Basra, Iraq More than 1,000 protesters burned a British flag Tuesday and the regional administration in Iraq's main southern province severed all ties with British authorities over video footage showing British soldiers allegedly beating and kicking Iraqi youths.
In London, the British Defense Ministry announced the arrest of two more people in connection with the images. Another person - apparently the man who shot the video - was arrested Monday.
Protesters, many of them supporters of radical Shiite cleric Muqtada al-Sadr, marched on the British Consulate in Basra, where they burned a British flag and shouted slogans against the alleged abuse of the youths during a riot Jan. 10, 2004, in the southern city of Amarah.
Protesters held banners reading "No, no to Tony Blair" and "Try the British soldiers involved in this aggression."
With outrage over the video mounting, the governing council for Basra province, which includes Iraq's huge southern oil fields, announced it was cutting ties with British military and civilian operations in the area, headquarters of Britain's more than 8,000-member military contingent in Iraq.
The Basra police chief, Maj. Gen. Hassan Suwadi, said Iraqi security forces would cease joint patrols with the British military in the province to protest the alleged abuse.
"We condemn the abuse of the British forces and demand the British government to adopt legal procedures as soon as possible to punish its soldiers who carried out the abuse," Suwadi told The Associated Press.
In Amarah, about 100 miles north of Basra, two Iraqis who claimed to have been beaten on the video - Bassem Shaker and Tariq Abdul-Razzak - said they would seek compensation from Britain.
The beatings allegedly occurred during a violent protest in Amarah by hundreds of people demanding jobs. Six people were killed and 11 injured, according to reports at the time.

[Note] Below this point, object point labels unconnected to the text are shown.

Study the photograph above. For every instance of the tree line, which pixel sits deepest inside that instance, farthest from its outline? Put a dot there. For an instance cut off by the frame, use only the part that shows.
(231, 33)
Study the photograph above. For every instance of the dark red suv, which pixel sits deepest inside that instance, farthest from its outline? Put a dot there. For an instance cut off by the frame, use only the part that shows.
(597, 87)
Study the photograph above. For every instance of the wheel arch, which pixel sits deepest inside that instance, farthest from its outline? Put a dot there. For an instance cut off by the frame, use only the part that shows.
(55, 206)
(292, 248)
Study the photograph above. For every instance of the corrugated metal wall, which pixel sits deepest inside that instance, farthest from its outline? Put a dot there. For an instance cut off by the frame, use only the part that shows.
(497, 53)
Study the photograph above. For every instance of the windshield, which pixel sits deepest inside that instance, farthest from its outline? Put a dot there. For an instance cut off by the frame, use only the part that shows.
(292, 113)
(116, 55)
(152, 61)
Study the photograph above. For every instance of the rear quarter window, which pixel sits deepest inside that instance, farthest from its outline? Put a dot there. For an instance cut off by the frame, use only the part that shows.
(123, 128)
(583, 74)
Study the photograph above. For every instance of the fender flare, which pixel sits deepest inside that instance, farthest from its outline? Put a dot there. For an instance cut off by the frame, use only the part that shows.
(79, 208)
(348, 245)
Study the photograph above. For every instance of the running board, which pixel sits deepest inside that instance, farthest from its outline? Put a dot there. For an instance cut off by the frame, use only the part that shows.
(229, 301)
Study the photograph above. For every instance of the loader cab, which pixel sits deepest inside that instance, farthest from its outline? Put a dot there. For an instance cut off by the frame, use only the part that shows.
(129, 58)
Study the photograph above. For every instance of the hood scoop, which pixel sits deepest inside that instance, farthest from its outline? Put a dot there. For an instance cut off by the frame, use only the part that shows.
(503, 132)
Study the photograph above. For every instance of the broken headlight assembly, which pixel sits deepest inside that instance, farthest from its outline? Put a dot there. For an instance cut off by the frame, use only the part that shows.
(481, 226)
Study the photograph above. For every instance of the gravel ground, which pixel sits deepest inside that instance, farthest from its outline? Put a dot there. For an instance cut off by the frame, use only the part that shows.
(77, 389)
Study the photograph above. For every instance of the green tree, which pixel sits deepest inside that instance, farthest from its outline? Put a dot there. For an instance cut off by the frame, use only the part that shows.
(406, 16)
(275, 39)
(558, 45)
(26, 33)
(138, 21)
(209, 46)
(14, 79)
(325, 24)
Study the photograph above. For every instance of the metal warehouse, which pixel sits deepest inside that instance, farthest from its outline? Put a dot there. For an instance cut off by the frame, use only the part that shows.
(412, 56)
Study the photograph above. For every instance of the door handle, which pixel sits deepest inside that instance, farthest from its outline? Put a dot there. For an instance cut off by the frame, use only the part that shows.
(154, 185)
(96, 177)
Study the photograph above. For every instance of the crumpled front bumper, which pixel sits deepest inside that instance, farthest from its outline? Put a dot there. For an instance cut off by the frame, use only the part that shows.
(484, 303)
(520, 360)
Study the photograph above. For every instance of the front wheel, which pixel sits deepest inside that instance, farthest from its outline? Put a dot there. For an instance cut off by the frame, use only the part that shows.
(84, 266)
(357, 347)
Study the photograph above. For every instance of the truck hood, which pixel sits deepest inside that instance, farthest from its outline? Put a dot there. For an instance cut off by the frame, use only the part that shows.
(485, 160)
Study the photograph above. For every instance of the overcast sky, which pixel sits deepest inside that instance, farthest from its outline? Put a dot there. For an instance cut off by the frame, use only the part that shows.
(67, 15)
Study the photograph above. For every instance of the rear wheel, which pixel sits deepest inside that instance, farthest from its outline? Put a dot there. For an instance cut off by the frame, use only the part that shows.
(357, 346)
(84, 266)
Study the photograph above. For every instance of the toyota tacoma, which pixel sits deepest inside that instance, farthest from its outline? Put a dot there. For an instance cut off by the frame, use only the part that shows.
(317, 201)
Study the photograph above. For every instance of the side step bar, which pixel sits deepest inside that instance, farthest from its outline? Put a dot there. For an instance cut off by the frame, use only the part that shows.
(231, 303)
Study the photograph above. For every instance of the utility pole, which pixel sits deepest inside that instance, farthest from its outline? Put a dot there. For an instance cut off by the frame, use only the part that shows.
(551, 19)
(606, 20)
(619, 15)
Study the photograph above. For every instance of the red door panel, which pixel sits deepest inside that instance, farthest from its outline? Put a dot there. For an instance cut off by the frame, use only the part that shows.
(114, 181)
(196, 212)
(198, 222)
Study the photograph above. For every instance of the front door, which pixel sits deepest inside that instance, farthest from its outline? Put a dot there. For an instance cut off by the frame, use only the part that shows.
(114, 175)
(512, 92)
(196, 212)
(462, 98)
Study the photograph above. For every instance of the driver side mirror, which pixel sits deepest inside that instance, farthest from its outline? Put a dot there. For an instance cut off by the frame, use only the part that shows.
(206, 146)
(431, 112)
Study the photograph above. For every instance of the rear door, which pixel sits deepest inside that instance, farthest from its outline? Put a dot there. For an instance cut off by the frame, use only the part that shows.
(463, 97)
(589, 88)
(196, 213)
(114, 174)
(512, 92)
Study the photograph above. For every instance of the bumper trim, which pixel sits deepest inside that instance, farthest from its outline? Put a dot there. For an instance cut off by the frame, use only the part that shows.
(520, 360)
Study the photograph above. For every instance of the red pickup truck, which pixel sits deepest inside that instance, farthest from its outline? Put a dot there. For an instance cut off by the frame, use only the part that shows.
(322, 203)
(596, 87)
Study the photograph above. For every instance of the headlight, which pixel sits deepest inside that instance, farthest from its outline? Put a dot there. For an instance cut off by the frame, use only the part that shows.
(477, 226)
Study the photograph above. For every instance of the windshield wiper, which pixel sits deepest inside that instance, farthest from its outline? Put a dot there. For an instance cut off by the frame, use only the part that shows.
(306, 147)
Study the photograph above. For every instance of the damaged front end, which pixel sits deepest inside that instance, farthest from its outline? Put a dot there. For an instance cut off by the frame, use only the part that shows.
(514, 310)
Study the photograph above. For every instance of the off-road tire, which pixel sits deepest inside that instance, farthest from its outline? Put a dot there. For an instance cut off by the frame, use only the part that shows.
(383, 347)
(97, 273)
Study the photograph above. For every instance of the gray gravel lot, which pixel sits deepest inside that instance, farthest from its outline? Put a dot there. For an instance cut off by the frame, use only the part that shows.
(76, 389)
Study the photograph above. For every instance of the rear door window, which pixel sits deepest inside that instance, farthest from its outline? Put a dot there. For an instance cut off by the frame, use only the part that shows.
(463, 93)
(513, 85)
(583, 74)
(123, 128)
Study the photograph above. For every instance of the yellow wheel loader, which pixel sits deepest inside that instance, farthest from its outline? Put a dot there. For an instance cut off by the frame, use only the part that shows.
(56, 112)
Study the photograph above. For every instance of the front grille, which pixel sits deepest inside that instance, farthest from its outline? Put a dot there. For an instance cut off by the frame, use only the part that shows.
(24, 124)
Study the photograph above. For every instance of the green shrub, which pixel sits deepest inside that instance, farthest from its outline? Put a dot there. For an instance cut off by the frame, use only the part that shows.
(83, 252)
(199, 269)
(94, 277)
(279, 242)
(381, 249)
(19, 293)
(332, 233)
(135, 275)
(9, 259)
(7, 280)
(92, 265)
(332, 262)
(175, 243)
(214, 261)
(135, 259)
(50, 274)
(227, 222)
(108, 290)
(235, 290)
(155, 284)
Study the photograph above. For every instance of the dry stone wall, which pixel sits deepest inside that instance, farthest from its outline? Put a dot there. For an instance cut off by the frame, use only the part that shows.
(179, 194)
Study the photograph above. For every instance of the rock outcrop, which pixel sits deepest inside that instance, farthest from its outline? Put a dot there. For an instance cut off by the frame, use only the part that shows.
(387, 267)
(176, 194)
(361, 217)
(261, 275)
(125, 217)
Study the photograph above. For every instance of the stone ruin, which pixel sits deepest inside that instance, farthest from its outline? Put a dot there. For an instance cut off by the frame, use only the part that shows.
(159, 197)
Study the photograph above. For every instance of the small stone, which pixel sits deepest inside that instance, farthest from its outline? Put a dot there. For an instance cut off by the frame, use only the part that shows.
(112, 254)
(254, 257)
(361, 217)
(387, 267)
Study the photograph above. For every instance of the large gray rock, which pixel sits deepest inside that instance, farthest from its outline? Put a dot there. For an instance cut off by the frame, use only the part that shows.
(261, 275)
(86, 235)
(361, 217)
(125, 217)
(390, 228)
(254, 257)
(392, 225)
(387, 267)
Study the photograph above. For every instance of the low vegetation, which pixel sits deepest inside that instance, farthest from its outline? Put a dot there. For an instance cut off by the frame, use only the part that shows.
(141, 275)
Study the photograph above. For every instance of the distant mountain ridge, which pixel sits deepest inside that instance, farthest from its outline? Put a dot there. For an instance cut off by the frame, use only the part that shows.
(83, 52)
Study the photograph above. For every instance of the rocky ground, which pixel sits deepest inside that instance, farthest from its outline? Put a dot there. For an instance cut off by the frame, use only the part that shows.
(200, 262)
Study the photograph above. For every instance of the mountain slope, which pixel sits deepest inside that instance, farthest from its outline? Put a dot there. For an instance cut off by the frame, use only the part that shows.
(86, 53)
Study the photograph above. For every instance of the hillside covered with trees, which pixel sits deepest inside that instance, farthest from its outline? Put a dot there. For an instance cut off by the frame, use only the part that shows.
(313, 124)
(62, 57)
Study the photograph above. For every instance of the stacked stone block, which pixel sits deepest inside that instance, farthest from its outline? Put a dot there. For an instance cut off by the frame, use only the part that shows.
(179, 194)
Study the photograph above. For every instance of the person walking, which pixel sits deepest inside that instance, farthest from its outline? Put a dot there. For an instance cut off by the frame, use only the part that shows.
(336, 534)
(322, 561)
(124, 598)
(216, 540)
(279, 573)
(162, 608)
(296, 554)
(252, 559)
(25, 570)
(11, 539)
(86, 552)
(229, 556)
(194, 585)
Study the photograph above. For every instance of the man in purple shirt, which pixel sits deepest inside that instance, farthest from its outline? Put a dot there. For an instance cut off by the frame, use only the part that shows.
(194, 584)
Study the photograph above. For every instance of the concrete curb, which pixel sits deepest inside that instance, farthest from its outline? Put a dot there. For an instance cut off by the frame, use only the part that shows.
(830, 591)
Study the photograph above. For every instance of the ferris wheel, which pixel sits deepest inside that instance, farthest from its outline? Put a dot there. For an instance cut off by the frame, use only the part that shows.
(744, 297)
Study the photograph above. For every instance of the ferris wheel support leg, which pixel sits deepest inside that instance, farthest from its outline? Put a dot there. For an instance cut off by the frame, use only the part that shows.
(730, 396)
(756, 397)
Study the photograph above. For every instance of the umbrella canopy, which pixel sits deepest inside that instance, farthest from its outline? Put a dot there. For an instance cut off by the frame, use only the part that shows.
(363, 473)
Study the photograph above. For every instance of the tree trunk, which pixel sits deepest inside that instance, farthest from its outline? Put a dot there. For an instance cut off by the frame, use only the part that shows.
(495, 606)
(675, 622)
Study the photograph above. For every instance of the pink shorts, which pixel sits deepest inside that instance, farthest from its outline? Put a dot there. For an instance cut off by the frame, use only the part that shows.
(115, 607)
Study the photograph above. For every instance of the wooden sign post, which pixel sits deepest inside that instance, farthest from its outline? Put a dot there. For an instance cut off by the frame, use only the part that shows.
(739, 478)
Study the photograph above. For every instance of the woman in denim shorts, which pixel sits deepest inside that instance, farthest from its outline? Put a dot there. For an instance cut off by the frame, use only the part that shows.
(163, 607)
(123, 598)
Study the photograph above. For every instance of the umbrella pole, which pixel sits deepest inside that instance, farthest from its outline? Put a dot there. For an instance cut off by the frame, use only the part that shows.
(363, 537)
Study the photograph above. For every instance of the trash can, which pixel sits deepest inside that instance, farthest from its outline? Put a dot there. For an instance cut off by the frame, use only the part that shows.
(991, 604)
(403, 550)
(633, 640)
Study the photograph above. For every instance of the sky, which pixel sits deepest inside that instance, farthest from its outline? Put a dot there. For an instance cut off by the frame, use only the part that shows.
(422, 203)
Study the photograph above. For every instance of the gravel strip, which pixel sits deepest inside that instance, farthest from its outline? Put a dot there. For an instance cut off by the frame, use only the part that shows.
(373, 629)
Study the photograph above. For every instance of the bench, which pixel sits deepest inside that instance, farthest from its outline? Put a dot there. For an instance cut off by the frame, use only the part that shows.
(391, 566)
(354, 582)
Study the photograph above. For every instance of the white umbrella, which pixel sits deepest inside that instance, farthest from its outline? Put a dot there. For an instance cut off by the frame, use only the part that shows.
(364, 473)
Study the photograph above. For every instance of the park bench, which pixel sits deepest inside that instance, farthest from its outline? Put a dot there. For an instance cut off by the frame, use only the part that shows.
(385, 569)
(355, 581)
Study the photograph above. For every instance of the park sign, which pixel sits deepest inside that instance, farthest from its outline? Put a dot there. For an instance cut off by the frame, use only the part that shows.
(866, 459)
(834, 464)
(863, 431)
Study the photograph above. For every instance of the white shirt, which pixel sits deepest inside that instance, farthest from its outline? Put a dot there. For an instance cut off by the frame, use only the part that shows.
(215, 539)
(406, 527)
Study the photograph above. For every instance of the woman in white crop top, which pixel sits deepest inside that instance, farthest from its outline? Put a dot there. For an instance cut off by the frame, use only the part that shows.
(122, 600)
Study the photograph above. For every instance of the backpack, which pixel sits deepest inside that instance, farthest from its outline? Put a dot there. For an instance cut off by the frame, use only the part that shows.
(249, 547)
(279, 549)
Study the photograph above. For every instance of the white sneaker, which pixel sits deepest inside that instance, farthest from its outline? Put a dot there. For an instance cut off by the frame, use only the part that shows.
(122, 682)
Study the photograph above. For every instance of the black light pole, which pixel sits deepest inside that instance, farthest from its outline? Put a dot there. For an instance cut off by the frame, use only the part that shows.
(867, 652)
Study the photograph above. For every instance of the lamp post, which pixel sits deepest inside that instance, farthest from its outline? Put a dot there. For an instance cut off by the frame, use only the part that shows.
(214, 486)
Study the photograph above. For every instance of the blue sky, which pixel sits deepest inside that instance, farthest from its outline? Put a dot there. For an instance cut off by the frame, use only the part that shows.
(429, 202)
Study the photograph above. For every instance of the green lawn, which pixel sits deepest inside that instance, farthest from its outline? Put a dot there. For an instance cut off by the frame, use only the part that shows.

Shaker said British troops "were beating us with fists and batons and were kicking us" before taking the prisoners to a British base "where they also beat us and frightened us with dogs before releasing us before sunset."
He said he didn't report the treatment because he did not believe any officials would deal with their complaints.
"But when we saw this tape and the amount of anger it caused inside and outside Iraq, we decided to come today ... to sue the British forces and compensate us," he said.
Relations between the British and the Shiite-dominated provincial administration have been strained in recent weeks after an uptick in attacks on British troops and moves by the British to crack down on Shiite militias that have infiltrated the police and security services.
British military spokesman Capt. James St. John-Price said British authorities were trying to convince the local administration to reverse the decision.
"Decisions like these and reductions in patrols hinder the process of promoting security and economic reform and merely work to the detriment of the people of Basra," St. John-Price said.